African youth share with Americans the ambition and drive of Silicon Valley, the admiration of Hollywood, the hustle of America’s industrial towns; American influence has rewired our centuries-old cultures to embrace individual achievement and success in the spirit of the American Dream.
Our survey paints a picture of a diverse continent, full of opportunity and striving future leaders in business, community, and national and global affairs. And yet, the dynamic attitudes of Africa’s youth, even their receptiveness to American engagement, investment, trading and partnerships are little discussed in the United States.
In contrast, during the past two years the United States has stepped up its efforts to call out China, holding it accountable for its questionable and sometimes abusive practices.

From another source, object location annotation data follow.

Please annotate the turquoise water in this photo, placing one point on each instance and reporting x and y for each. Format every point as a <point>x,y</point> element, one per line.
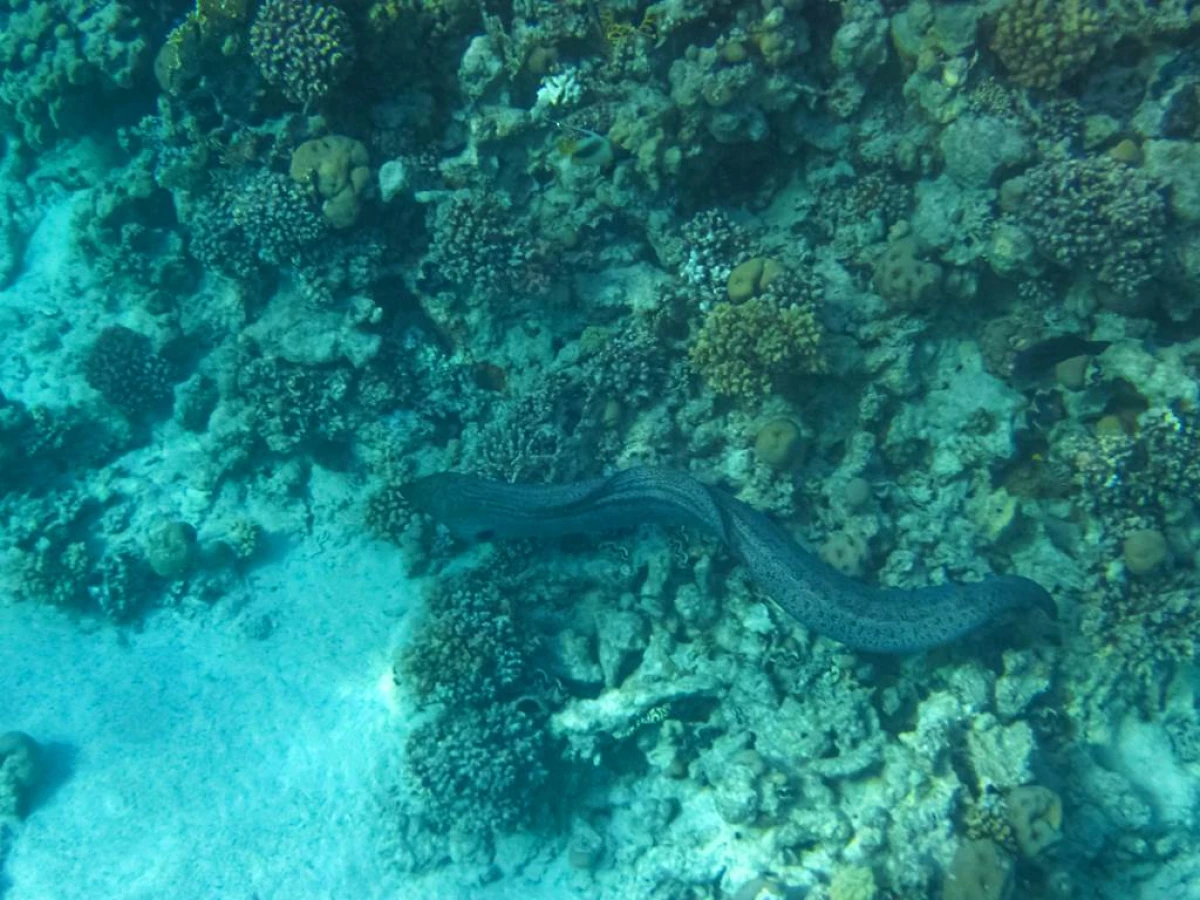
<point>919,282</point>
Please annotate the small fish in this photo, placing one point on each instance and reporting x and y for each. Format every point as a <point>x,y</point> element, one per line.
<point>1035,361</point>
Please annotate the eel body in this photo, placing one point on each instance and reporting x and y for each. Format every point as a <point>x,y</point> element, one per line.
<point>821,598</point>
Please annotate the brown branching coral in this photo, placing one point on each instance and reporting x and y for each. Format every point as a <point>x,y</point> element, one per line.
<point>1044,42</point>
<point>745,349</point>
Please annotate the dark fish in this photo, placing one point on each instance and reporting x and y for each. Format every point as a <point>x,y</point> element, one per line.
<point>1035,361</point>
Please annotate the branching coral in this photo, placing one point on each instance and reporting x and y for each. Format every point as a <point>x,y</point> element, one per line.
<point>1097,215</point>
<point>1043,42</point>
<point>744,349</point>
<point>471,649</point>
<point>124,367</point>
<point>304,47</point>
<point>477,771</point>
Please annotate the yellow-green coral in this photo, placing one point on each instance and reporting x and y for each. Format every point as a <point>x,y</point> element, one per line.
<point>209,22</point>
<point>745,349</point>
<point>1044,42</point>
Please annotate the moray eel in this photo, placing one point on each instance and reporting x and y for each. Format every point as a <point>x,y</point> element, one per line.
<point>821,598</point>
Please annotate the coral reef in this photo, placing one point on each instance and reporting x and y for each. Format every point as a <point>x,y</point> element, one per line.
<point>303,47</point>
<point>919,280</point>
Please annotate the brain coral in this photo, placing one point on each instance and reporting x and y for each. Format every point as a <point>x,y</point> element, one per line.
<point>304,47</point>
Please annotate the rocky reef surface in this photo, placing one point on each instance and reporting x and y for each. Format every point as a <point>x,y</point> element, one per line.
<point>919,279</point>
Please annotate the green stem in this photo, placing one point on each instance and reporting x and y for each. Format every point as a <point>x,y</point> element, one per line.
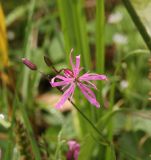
<point>110,150</point>
<point>27,48</point>
<point>139,25</point>
<point>99,45</point>
<point>30,132</point>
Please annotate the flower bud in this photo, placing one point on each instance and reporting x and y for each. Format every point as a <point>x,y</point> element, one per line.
<point>29,64</point>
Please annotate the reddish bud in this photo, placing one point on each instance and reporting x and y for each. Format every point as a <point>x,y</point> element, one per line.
<point>29,64</point>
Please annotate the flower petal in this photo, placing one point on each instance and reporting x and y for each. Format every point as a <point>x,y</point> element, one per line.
<point>92,76</point>
<point>66,95</point>
<point>77,66</point>
<point>90,84</point>
<point>64,81</point>
<point>88,94</point>
<point>71,59</point>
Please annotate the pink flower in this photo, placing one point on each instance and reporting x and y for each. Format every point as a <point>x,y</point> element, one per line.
<point>74,149</point>
<point>71,79</point>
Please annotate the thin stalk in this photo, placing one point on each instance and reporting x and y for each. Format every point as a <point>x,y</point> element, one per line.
<point>30,132</point>
<point>75,35</point>
<point>137,21</point>
<point>110,150</point>
<point>27,48</point>
<point>100,44</point>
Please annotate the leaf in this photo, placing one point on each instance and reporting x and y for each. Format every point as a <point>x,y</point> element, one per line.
<point>143,9</point>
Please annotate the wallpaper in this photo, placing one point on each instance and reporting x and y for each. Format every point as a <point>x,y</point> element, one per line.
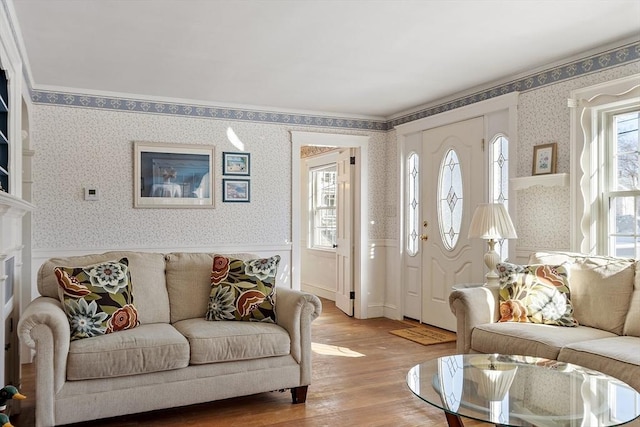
<point>77,147</point>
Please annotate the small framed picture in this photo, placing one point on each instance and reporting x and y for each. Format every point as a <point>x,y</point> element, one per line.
<point>236,190</point>
<point>236,163</point>
<point>544,159</point>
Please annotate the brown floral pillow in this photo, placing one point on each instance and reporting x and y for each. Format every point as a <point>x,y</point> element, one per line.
<point>535,293</point>
<point>243,290</point>
<point>97,299</point>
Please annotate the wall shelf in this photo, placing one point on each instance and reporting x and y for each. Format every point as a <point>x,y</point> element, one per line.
<point>551,180</point>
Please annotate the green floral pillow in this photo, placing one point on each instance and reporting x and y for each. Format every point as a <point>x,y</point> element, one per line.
<point>535,293</point>
<point>97,299</point>
<point>243,290</point>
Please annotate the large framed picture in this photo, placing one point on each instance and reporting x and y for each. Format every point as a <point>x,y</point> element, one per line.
<point>236,163</point>
<point>172,175</point>
<point>236,190</point>
<point>544,159</point>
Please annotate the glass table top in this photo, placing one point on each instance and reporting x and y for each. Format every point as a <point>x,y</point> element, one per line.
<point>523,391</point>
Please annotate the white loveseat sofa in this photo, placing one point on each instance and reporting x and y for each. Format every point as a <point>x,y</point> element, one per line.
<point>605,294</point>
<point>174,357</point>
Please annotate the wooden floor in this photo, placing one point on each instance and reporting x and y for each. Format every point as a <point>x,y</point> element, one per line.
<point>368,390</point>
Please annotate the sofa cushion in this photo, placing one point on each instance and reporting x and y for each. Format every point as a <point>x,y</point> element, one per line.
<point>617,356</point>
<point>188,278</point>
<point>243,289</point>
<point>632,322</point>
<point>226,341</point>
<point>147,274</point>
<point>147,348</point>
<point>601,287</point>
<point>529,339</point>
<point>97,299</point>
<point>536,293</point>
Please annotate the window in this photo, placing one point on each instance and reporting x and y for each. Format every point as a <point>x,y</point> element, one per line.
<point>322,218</point>
<point>499,181</point>
<point>413,205</point>
<point>621,198</point>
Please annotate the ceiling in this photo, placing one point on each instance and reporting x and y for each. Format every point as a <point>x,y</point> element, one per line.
<point>361,58</point>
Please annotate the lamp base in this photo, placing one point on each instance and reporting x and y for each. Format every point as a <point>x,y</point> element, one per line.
<point>491,258</point>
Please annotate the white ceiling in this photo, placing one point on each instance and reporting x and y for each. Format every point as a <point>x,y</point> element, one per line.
<point>371,58</point>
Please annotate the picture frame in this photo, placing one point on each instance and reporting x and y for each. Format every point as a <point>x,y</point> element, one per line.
<point>236,163</point>
<point>169,175</point>
<point>544,159</point>
<point>236,190</point>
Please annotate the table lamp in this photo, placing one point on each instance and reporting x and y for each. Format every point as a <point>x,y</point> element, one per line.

From the trade war to talks of decoupling and sanctions issued in response to human rights violations, the U.S. is aiming to decrease its reliance on China and punish Beijing when it violates international norms. Capital flows between the U.S. and China are at their lowest level in nearly a decade.
All the while, China has been buying up rights to African resources at a breakneck pace. China accounts for close to 50% of exports in many mineral-rich African countries and as much as 95% of South Sudan’s exports. It is therefore easy to understand why African leaders would turn to China for support of their growth agendas.

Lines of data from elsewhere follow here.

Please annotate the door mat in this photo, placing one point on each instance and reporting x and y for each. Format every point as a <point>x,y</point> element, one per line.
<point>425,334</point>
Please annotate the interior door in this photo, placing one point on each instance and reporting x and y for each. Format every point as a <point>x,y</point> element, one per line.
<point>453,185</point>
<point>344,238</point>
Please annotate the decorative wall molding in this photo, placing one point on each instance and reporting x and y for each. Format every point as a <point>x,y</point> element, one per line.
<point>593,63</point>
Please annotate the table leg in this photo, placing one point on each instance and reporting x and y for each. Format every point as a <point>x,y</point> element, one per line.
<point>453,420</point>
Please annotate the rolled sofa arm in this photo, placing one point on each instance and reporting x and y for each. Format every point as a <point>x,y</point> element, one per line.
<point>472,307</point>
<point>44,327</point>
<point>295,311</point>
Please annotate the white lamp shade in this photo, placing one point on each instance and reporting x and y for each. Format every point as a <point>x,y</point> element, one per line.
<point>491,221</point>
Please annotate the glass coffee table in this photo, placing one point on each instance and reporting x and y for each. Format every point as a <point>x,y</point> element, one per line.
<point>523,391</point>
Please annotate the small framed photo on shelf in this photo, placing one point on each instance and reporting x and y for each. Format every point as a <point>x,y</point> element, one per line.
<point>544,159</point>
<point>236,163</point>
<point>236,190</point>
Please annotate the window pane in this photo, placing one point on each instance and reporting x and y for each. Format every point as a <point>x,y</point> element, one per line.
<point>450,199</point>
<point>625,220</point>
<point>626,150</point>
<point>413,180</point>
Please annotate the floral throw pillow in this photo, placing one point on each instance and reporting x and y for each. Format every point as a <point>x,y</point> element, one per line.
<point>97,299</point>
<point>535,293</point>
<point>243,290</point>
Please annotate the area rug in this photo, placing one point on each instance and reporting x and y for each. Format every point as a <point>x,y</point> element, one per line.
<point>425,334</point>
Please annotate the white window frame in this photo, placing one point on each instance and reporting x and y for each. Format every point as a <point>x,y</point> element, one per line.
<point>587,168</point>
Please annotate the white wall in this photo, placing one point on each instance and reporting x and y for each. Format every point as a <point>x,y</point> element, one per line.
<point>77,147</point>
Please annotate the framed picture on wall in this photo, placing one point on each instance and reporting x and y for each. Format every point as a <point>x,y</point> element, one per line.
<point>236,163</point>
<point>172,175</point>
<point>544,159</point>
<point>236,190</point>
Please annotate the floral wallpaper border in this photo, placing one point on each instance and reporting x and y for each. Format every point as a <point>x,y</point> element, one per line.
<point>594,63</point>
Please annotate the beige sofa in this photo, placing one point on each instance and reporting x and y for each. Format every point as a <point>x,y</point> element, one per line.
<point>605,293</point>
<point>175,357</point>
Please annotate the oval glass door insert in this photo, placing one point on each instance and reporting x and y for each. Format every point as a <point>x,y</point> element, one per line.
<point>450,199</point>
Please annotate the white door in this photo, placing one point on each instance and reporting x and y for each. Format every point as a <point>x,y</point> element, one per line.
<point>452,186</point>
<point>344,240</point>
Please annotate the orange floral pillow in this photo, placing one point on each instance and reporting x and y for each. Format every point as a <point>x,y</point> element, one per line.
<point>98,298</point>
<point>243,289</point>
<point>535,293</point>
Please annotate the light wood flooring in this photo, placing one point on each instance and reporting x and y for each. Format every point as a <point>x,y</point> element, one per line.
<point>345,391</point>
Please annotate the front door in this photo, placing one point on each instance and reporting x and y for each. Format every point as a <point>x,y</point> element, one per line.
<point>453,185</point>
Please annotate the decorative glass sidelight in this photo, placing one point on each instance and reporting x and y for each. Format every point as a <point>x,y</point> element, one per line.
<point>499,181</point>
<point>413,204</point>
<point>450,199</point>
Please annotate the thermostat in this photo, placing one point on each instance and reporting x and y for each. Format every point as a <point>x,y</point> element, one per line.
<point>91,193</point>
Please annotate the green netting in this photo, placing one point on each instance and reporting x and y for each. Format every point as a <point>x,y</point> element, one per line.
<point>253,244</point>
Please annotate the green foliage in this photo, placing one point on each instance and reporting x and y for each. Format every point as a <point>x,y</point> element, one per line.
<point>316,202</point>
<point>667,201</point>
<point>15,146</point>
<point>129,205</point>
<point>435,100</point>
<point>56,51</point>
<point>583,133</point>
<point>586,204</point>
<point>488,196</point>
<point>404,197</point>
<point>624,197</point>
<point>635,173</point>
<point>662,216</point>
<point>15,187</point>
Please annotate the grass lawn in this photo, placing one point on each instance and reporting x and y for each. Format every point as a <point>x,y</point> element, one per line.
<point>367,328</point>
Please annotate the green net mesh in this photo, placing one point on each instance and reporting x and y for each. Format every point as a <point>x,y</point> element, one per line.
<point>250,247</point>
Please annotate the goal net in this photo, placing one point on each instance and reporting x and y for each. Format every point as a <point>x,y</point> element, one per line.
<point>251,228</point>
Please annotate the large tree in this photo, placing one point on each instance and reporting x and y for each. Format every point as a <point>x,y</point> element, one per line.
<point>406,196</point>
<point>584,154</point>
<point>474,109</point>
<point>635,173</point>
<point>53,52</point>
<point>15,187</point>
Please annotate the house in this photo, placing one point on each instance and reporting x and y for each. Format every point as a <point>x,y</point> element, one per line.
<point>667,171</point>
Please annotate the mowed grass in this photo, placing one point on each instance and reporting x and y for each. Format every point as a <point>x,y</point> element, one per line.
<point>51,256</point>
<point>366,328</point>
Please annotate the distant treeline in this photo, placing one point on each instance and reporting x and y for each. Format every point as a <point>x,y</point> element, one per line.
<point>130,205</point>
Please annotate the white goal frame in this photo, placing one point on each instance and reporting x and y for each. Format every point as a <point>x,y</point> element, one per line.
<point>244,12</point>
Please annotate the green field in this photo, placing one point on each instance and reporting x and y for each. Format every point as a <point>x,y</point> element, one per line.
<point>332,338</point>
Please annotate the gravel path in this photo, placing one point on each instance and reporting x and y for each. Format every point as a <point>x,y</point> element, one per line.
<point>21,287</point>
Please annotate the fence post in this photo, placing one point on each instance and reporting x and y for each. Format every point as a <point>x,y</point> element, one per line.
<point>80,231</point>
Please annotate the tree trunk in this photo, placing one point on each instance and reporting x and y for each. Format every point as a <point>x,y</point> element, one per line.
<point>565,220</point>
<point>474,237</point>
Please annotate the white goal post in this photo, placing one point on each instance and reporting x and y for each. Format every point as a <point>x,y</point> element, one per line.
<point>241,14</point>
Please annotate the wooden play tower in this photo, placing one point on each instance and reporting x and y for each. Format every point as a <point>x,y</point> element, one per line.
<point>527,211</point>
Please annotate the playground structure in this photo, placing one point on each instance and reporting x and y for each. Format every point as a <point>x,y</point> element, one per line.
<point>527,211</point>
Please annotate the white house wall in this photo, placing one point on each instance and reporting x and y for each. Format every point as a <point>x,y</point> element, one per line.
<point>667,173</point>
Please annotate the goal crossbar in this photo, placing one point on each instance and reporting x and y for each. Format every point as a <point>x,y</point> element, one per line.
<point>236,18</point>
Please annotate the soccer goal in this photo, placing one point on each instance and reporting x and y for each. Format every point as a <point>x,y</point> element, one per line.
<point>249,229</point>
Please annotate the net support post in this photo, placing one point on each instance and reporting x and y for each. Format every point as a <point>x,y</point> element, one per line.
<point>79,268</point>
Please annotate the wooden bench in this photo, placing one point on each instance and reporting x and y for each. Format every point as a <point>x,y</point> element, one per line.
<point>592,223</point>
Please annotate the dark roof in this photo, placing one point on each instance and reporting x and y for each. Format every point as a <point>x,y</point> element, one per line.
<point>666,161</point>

In the past 15 years, China invested more than $300 billion in sub-Saharan Africa, and in the past two years it pledged $60 billion of investment. The Chinese are playing a much longer game.

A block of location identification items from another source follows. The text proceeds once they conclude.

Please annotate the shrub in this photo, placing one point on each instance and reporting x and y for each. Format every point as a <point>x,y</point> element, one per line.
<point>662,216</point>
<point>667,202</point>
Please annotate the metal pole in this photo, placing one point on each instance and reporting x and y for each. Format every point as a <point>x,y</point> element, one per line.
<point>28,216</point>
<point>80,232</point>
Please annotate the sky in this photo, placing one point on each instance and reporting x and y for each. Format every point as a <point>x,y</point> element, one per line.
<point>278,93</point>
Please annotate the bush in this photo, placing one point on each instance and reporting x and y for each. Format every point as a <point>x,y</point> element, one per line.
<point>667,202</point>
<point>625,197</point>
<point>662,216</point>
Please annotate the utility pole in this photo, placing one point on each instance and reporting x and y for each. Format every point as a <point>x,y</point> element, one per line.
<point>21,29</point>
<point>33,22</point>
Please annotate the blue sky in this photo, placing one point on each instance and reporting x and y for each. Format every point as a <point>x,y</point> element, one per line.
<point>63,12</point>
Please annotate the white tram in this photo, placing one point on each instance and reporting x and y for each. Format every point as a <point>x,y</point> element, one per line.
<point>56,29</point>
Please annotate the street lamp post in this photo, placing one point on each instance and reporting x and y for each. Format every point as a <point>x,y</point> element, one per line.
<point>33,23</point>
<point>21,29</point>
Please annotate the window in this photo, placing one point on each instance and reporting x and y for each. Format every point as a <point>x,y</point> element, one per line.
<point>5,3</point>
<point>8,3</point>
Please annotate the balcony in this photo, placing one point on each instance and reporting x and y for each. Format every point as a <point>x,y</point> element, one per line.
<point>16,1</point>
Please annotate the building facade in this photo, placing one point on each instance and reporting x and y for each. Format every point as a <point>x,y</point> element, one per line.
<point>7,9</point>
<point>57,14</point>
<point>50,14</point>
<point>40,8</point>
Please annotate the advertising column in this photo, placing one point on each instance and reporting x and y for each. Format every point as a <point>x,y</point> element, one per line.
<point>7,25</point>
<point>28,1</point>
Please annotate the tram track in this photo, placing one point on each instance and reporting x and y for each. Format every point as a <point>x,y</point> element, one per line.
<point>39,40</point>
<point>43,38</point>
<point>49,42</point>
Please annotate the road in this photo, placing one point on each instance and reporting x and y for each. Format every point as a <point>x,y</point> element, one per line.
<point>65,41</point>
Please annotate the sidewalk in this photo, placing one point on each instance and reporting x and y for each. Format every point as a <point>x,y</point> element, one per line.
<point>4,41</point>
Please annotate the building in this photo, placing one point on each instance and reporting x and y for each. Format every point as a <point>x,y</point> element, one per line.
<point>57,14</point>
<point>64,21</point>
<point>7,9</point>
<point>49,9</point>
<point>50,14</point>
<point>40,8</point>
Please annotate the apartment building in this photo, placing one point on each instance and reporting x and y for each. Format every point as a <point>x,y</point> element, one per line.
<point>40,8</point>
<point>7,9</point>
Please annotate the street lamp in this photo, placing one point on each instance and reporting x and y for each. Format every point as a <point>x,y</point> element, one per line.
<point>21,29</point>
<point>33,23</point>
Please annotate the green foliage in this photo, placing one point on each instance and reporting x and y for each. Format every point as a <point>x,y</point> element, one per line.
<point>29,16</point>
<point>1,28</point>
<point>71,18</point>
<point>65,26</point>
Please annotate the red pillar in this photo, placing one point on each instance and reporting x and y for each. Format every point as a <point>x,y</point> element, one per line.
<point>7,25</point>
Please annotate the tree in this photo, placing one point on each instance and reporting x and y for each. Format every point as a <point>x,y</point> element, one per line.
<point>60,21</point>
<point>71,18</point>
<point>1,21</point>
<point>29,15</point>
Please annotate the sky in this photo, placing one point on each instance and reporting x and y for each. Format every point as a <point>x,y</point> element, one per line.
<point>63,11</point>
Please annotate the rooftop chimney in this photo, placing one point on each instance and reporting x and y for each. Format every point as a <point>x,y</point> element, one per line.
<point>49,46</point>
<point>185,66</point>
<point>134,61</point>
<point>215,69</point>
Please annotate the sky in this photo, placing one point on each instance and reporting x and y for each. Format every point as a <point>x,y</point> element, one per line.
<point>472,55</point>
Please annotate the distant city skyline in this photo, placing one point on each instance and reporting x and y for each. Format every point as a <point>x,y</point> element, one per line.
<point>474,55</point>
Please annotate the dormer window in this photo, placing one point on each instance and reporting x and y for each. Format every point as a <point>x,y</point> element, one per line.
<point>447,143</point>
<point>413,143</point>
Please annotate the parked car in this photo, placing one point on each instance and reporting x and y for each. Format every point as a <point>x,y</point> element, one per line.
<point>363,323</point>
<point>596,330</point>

It’s not all about purchasing resources for present consumption. Much of the resources China has taken control of are not being developed. China wants to keep these precious materials, which are prevalent in Africa and necessary for the next generation of advanced tech and green technology, out of the hands of the United States and Western powers. These resources are not for trading. The Chinese know that by controlling these resources it ultimately gives them control of whole industries. This is dangerous not only to the U.S. economy but to the rest of the world’s economies. The next U.S. president must confront this challenge as a short-term imperative.
Africa is a sleeping lion, not unlike China in that (to quote Napoleon) when awoken, she will truly shake the world. It is ignored in U.S. public policy discussions, underestimated on the world stage, perhaps. But in my view, Africa is rising, whether the West realizes it or not. The United States has an interest in helping Africa and the capacity to do so. A strong, self-sufficient Africa will be able to stand on its own and resist the pressures of China’s debt diplomacy.
African countries could be partners in American economic growth and initiatives where they share common interests. Or, if ignored or undermined, Africa could become America’s next great geo-commercial competitor — America’s next China.
Decisions taken in Washington have a profound impact on Africa. America has an opportunity that only comes around once in a while to shift policy and change the shape of the world in its favor.
If you, Mr. President, do not take advantage of the opportunity that we Africans are presenting to you on a plate, it will pass you by.